Chapter 1 of David Copperfield begins with the following paragraph:

“Whether I shall turn out to be the hero of my own life, or whether that station will be held by anybody else, these pages must show. To begin my life with the beginning of my life, I record that I was born (as I have been informed and believe) on a Friday, at twelve o'clock at night. It was remarked that the clock began to strike, and I began to cry, simultaneously.”

The narrator goes on to explain that he was born with a caul, or a filmy membrane that sometimes covers a newborn baby's head and face upon birth. In Dickens’ time, a caul was considered a sign of good luck, so, the narrator explains, his caul was sold in the newspaper for fifteen guineas.

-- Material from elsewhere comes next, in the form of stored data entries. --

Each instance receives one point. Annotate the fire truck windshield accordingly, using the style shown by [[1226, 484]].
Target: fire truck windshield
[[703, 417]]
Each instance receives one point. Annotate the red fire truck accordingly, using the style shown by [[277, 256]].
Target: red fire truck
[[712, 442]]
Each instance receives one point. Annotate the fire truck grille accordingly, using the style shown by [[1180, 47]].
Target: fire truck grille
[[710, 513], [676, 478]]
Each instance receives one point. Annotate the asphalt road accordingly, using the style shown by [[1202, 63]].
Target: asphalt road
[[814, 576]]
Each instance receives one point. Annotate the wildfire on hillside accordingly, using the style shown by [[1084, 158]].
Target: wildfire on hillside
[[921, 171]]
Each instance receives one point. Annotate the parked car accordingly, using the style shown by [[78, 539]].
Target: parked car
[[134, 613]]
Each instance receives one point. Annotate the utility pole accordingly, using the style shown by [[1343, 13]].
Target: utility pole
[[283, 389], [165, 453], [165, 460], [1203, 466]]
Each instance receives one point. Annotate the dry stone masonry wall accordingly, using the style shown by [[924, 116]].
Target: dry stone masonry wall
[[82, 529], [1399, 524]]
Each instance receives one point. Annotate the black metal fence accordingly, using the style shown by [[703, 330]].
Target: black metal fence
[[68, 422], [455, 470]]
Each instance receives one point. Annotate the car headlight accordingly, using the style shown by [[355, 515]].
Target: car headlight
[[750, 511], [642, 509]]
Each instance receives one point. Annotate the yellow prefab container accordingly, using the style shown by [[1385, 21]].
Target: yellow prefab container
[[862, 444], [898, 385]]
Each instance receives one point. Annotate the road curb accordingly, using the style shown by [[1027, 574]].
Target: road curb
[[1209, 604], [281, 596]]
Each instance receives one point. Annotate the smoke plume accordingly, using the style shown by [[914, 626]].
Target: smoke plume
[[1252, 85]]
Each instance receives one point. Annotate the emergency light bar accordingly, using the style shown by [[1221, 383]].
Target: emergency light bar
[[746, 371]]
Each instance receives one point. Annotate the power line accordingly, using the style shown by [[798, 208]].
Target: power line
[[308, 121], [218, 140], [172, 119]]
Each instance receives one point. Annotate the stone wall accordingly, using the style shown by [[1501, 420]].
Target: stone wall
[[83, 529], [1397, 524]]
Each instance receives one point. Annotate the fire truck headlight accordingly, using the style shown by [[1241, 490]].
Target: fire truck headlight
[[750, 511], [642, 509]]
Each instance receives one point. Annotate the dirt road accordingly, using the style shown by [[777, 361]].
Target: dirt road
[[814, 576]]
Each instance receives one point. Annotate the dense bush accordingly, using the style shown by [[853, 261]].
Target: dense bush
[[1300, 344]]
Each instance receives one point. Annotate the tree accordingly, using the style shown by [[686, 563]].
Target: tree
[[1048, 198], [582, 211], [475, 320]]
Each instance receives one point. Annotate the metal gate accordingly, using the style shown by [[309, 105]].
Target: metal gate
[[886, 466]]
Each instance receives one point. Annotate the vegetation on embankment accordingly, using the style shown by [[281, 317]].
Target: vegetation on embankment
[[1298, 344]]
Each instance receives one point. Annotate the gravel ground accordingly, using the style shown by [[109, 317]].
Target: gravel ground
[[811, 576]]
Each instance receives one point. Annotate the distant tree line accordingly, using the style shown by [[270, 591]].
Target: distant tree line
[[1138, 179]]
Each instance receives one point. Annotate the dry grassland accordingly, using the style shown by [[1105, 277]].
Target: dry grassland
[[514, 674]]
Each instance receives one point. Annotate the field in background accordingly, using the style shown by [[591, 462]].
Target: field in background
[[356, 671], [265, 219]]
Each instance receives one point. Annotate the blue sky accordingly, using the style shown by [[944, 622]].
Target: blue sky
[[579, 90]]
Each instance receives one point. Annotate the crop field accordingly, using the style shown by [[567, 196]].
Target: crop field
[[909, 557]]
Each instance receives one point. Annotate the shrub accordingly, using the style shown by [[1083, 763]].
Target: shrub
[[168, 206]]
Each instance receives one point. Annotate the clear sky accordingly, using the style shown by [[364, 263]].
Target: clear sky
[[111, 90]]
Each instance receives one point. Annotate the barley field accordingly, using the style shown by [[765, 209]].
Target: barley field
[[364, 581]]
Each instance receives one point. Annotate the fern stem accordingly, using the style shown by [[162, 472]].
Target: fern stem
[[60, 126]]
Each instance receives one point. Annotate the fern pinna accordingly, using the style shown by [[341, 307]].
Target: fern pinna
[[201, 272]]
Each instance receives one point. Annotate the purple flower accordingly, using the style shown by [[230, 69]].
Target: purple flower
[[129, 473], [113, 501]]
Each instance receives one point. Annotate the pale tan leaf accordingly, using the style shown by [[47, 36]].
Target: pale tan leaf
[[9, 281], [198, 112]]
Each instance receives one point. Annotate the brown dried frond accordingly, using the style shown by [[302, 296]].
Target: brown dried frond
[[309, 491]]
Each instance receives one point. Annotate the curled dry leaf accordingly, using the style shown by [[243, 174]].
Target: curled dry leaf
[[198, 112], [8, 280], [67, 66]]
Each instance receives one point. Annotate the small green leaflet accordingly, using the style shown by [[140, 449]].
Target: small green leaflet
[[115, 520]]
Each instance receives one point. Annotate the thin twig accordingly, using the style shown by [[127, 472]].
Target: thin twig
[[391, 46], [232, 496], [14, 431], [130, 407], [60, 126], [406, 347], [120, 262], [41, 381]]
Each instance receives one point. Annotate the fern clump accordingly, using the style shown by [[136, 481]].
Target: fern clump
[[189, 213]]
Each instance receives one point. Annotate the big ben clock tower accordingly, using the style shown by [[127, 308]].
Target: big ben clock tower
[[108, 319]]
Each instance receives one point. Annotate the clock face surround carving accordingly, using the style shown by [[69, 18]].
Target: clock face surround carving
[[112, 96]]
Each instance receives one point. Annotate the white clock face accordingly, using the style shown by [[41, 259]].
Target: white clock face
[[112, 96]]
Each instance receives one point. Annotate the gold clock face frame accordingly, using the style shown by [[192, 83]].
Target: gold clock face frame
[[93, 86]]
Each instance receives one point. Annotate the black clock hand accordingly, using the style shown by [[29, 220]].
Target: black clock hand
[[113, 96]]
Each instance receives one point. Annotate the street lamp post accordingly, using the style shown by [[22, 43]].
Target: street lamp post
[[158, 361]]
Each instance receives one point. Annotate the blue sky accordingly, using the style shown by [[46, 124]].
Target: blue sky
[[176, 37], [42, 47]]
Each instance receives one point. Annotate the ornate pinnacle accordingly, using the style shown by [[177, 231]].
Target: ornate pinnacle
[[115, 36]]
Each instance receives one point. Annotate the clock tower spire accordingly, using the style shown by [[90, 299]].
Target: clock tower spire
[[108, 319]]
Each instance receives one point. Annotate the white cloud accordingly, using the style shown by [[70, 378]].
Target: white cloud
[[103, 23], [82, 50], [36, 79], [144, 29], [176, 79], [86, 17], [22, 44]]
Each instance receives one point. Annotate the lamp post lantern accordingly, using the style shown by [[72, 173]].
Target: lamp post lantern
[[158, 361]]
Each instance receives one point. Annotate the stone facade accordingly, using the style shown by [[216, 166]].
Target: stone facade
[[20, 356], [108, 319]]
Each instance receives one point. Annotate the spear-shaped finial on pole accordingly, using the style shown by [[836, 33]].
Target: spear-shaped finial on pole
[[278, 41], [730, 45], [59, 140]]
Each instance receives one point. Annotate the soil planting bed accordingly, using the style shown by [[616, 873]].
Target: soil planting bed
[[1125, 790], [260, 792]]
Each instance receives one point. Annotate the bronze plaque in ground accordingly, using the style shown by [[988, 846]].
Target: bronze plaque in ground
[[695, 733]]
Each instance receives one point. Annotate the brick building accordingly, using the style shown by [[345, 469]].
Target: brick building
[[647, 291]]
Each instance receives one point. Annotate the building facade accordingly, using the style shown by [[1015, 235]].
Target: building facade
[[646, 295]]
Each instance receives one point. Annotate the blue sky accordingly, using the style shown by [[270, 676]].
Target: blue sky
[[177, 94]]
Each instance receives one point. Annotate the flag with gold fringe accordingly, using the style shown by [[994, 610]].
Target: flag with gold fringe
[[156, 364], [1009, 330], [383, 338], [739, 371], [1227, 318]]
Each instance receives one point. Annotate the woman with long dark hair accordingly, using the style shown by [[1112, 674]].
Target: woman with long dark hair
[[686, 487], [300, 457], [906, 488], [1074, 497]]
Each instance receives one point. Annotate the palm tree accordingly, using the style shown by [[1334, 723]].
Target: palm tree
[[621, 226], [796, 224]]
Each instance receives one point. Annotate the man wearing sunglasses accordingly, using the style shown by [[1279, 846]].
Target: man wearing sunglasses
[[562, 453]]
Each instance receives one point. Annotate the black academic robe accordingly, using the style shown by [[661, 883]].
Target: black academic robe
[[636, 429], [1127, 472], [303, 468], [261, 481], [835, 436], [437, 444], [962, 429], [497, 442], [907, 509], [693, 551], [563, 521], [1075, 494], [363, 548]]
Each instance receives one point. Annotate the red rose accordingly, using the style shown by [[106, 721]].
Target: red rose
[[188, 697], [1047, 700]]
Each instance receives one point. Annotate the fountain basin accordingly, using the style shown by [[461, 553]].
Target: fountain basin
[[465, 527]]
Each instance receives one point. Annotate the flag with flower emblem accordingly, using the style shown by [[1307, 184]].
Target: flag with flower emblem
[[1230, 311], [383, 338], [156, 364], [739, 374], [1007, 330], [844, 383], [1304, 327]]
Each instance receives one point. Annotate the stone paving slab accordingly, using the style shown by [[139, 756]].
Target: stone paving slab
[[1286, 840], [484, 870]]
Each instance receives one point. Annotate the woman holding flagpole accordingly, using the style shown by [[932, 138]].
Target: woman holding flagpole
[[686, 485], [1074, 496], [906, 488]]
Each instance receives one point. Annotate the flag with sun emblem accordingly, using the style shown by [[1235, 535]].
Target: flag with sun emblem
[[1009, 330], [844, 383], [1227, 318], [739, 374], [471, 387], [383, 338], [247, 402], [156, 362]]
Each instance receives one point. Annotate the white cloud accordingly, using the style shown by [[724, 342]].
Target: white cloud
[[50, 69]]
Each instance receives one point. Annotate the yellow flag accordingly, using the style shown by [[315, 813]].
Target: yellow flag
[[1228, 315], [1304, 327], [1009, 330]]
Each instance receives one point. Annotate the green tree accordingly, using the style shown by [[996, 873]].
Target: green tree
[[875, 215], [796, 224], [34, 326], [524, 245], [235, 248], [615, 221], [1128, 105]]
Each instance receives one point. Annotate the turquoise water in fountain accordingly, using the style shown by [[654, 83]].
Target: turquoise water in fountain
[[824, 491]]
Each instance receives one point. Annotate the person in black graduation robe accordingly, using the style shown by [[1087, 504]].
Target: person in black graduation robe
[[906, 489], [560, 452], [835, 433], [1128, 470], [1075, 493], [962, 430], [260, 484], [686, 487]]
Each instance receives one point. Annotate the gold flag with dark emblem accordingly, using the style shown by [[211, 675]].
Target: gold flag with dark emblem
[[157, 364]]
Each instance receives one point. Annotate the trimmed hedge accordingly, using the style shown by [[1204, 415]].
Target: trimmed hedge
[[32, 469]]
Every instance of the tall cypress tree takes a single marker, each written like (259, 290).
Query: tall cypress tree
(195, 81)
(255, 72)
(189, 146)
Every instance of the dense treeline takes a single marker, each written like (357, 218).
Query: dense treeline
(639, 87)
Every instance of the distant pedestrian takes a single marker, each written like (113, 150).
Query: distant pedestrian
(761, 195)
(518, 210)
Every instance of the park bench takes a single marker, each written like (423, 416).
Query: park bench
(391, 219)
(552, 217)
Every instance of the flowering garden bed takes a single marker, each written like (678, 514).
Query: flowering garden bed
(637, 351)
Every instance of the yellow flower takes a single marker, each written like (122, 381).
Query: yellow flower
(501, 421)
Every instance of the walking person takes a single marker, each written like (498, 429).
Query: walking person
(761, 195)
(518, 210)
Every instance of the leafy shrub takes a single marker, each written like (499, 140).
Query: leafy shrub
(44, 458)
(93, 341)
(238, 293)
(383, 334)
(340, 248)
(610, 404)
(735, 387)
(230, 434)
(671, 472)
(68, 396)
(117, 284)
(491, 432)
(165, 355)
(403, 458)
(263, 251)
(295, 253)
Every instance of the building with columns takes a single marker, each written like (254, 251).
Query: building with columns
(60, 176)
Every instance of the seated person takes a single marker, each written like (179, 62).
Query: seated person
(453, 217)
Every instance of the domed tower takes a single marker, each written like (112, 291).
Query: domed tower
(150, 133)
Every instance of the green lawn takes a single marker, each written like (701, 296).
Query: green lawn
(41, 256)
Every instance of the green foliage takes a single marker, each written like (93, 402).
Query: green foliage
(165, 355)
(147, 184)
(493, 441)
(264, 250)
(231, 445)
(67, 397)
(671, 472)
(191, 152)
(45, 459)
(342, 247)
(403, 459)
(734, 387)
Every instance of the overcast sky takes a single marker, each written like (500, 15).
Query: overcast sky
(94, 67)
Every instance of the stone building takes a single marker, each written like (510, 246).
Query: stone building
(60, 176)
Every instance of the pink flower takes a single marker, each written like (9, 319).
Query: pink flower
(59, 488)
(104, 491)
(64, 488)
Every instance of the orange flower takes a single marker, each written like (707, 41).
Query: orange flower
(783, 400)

On page 11 of David Copperfield, Dickens writes:

“I was born with a caul, which was advertised for sale, in the newspapers, at the low price of fifteen guineas. Whether sea-going people were short of money about that time, or were short of faith and preferred cork-jackets, I don’t know; all I know is, that there was but one solitary bidding and that was from an attorney connected with the bill-broking business, who offered two pounds in cash, and the balance in sherry, but declined to be guaranteed from drowning on any higher bargain. Consequently, the advertisement was withdrawn at a dead loss...”

The book moves from a description of birth into his dislike of his stepfather. When his stepfather delivers him a thrashing for falling behind in his studies, Copperfield bites the man. He is sent to a boarding school with a cruel headmaster, where he meets two close childhood friends that become significant later in the novel.

When Copperfield returns home from boarding school for the holidays, he finds out that his mother has given birth to a baby boy. Soon after he returns to school, his mother and the infant die. Copperfield returns home immediately and his stepfather sends him to work in a factory in London.

Dickens’ description of the factory’s conditions in this portion of the book are exemplary of Dickens' knack for exposing the atrocities against the working class of his time. The factory is a black, dirty place where workers’ lives—child and adult alike—are treated with little to no value.

Copperfield eventually runs away from the factory, walking the entire 77 miles from London to Dover. In Dover he finds his only relative in an eccentric aunt who agrees to raise him.

The remainder of the story follows Copperfield’s maturation process as he nears adulthood. Many characters enter, leave, and re-enter his life to affect the plot in important ways. For example, his mother’s former housekeeper, Peggotty, and her family move in with Copperfield and his aunt.

Peggotty’s orphaned niece “Little Em’ly,” who moves in at the time, charms Copperfield but the plot thickens when one of Copperfield’s more selfish schoolmates seduces and dishonors Little Em’ly. This event precedes the novel’s greatest tragedy.

As is usual for Dickens’ books, characters who do right by others are ultimately rewarded by the plot’s twists, and characters who do wrong are punished in one way or another. While cliffhangers are prominent throughout the book, none remain by the end.

Little Em’ly is safely transported to a new life in Australia to find security and happiness in her new country. Copperfield marries the beautiful but naive Dora Spenlow, who dies after failing to recover from a miscarriage early in their marriage. David then searches his soul and marries the sensible Agnes, who had always loved him and with whom he finds “true happiness.” David and Agnes then have several children, including a daughter named for Betsey Trotwood.